Cue Card bidding to live up to great expectations
Stuart Riley on a day when a jumping star takes centre stage
We have been here before. Cue Card. The Charlie Hall. Colin Tizzard's taken a tried-and-tested route with last year's easy winner, right down to the preparatory racecourse gallop, and yet for something so familiar it feels very different this time around. Expectations are so much higher.
Cue Card came into last year's renewal as Tizzard's undisputed stable star, but with plenty to prove – the Champion Bumper, Ascot Chase, Ryanair and Betfair Chase winner had not visited the winner's enclosure for almost two years. As the 11-4 favourite, he looked well worth taking on, while connections prayed a breathing operation on the entrapped epiglottis would make a difference. Oh, how it did.

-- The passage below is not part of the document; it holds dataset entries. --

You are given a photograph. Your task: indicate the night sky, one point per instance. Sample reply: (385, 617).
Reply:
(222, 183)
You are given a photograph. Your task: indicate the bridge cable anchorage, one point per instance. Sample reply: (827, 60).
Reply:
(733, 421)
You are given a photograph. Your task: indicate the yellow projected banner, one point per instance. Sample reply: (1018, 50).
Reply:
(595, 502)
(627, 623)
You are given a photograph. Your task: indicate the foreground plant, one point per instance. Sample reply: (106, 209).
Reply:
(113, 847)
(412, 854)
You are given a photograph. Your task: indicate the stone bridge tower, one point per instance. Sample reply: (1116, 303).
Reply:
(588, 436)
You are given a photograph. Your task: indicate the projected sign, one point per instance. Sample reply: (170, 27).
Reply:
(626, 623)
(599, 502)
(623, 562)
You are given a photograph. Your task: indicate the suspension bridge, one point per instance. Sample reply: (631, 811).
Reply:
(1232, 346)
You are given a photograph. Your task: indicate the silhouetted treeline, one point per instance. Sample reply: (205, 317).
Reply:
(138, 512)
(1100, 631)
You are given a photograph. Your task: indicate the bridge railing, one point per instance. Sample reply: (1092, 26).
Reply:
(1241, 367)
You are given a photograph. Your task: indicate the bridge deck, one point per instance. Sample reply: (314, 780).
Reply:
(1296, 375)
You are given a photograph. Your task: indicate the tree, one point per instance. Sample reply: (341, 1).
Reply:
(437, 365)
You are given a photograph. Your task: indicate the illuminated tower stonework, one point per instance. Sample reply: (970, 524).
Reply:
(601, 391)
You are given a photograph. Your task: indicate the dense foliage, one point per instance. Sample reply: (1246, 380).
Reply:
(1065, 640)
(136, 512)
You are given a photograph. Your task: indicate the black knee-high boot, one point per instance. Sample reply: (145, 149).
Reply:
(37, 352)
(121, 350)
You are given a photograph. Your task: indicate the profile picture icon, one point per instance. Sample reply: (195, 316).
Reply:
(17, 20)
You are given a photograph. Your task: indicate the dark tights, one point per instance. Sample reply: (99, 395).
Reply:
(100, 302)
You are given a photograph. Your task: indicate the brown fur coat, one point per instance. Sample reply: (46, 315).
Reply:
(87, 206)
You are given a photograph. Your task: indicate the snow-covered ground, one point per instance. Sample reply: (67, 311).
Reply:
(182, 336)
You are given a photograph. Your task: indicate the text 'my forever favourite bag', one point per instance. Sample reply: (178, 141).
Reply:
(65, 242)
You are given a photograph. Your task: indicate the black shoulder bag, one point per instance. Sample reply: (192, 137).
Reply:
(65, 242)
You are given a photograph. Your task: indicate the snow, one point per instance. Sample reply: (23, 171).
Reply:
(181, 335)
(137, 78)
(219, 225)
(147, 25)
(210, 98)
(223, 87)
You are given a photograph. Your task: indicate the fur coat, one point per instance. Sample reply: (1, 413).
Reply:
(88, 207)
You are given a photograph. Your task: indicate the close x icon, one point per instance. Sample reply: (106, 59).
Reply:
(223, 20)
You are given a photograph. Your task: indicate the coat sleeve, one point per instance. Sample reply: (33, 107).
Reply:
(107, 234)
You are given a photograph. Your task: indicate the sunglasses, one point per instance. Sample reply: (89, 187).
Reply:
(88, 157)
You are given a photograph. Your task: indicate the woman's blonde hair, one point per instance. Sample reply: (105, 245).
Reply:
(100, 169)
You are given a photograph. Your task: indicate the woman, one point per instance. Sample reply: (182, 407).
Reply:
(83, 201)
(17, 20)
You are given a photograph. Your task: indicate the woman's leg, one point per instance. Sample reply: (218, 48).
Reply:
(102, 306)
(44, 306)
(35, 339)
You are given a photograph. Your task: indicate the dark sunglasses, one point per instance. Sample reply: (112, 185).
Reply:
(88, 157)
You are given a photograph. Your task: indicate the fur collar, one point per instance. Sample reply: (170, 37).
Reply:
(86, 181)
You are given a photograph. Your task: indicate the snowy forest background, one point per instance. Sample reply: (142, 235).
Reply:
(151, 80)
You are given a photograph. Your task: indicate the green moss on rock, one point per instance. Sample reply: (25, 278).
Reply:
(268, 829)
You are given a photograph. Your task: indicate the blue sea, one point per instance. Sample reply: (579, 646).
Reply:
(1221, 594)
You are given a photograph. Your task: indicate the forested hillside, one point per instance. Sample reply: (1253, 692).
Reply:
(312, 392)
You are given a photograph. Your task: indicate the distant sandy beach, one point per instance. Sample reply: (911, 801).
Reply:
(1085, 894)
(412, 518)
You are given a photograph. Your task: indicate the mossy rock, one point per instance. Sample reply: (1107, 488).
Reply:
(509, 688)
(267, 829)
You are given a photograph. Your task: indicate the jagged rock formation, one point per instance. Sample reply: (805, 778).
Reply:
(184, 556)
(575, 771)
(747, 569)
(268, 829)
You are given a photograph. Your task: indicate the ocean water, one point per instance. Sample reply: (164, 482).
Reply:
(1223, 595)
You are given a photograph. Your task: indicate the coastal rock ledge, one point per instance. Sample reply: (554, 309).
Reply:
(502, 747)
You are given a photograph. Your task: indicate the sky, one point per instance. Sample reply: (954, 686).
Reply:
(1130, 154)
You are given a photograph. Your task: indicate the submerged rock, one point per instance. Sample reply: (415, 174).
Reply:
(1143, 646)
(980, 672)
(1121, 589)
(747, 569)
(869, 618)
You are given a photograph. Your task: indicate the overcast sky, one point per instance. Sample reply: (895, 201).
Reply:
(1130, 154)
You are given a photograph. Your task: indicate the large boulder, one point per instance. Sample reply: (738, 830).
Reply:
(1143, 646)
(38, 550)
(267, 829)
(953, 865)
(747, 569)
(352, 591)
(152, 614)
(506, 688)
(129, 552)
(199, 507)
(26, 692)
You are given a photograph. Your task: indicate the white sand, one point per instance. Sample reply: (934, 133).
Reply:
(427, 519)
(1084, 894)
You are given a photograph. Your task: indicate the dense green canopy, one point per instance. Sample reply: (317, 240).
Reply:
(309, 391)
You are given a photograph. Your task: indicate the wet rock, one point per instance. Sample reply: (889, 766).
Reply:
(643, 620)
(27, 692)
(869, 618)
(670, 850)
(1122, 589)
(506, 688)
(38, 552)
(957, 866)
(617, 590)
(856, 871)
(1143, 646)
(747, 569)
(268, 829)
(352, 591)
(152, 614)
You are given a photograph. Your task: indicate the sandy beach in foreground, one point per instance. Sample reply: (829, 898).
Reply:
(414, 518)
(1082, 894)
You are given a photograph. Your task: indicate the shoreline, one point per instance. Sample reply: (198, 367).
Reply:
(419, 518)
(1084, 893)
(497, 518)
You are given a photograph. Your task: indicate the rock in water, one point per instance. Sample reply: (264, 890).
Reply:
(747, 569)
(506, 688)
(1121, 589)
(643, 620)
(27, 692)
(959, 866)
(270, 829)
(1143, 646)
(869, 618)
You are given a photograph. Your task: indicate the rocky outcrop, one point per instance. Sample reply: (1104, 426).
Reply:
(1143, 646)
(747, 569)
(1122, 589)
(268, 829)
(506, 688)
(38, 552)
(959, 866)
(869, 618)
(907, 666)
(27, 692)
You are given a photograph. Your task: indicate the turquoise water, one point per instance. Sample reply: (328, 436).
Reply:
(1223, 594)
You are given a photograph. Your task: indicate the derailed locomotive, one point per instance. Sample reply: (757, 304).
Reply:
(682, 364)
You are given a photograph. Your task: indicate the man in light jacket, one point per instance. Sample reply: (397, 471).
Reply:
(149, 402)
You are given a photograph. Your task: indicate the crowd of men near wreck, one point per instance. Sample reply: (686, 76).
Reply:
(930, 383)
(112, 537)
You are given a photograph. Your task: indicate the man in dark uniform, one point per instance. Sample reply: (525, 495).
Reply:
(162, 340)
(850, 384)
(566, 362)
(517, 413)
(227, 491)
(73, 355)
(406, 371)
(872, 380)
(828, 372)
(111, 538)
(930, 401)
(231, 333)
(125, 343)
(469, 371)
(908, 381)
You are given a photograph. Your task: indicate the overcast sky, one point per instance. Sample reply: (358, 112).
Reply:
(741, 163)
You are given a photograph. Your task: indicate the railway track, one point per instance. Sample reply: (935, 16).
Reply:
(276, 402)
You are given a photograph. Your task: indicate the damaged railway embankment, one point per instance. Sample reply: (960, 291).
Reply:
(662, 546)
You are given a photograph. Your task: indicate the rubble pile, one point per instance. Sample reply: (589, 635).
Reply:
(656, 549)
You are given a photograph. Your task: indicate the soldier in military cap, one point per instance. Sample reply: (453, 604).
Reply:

With lungs returned to full function Cue Card bounded to victory. A second Betfair Chase followed, then a King George. He went to the Gold Cup in pursuit of a third festival victory and a £1 million bonus. Sent off at 5-2, only a fall three out, when travelling ominously well, denied him the opportunity to confirm his greatness.
A few weeks later a nine-length rout in Aintree's Bowl took his career prize-money past that of the bonus he could have landed but for forgetting to take off at Cheltenham. It proved, if nothing else, he was last season's most successful staying chaser.
Given all he has achieved since this time last year – nearly doubling his career tally of Grade 1s in a single season some six years after his first such success – it is almost bizarre the Tizzards' horse of a lifetime is now not even their shortest-priced Gold Cup contender. But such is the vast potential of Thistlecrack, who had not even jumped a fence in public until Tuesday.
So a horse who, as they came down the hill for the final time in the Gold Cup back in March, looked like he had nothing more to prove to anyone finds himself fighting to be the best horse in his own yard.
Tizzard has done his bit, leaving no stone unturned in the ten-year-old's preparation. Now it is all down to Cue Card.
They say expectation is the root of all heartache, and if Cue Card is to put the heartache on ice he will need to see off last year's runner-up Dynaste and 2014 winner Menorah.
He will also face Blaklion, three years his younger, who landed arguably the most stacked RSA Chase in recent years when putting the likes of Shaneshill, More Of That, No More Heroes, Vyta Du Roc, Roi Des Francs and Seeyouatmidnight to the sword. He is the same age as Virak, Irish Cavalier and Wakanda in a race that very much has the feel of old versus new.
It is new versus new in the day's other Grade 2, the West Yorkshire Hurdle, in which Nigel Twiston-Davies's Ballyoptic, a Grade 1-winning novice last season and already a Silver Trophy winner this, bids to up his World Hurdle contender status from 'potential' to 'bona fide'. Pertemps third If In Doubt and Champion Hurdle seventh Lil Rockerfeller are others who could enter the World Hurdle picture with victory.
Runaway Aintree Grade 1 winner Native River, who had Blaklion nearly seven lengths back in third that day, adds further depth but is using the race for an entirely different purpose as Tizzard looks to get the six-year-old spot on for next month's Hennessy Gold Cup, for which he is joint 10-1 favourite.
Victory there would make him an intriguing third string to the yard's Gold Cup bow. But for today he merely complicates an already tricky contest.
Jump racing's coming force
Dan Skelton's rising star is best observed at Ascot, where jump racing's coming force saddles the favourite in both the Listed Byrne Group Handicap Chase and the Listed William Hill Handicap Hurdle.
Yorkist and Ch'Tibello could bring further joy for Skelton at the track where he enjoyed his first big winner with Willow's Saviour in the Ladbroke and his Olympic gold medal-winning father presented Jim Crowley with his Flat jockeys' title earlier this month.
Leopardstown's November Handicap brings the curtain down on the Irish Flat season, for which Pat Smullen and Aidan O'Brien have their respective titles sewn up.
But the stage is now jump racing's, and in Cue Card it has booked one hell of an opening act.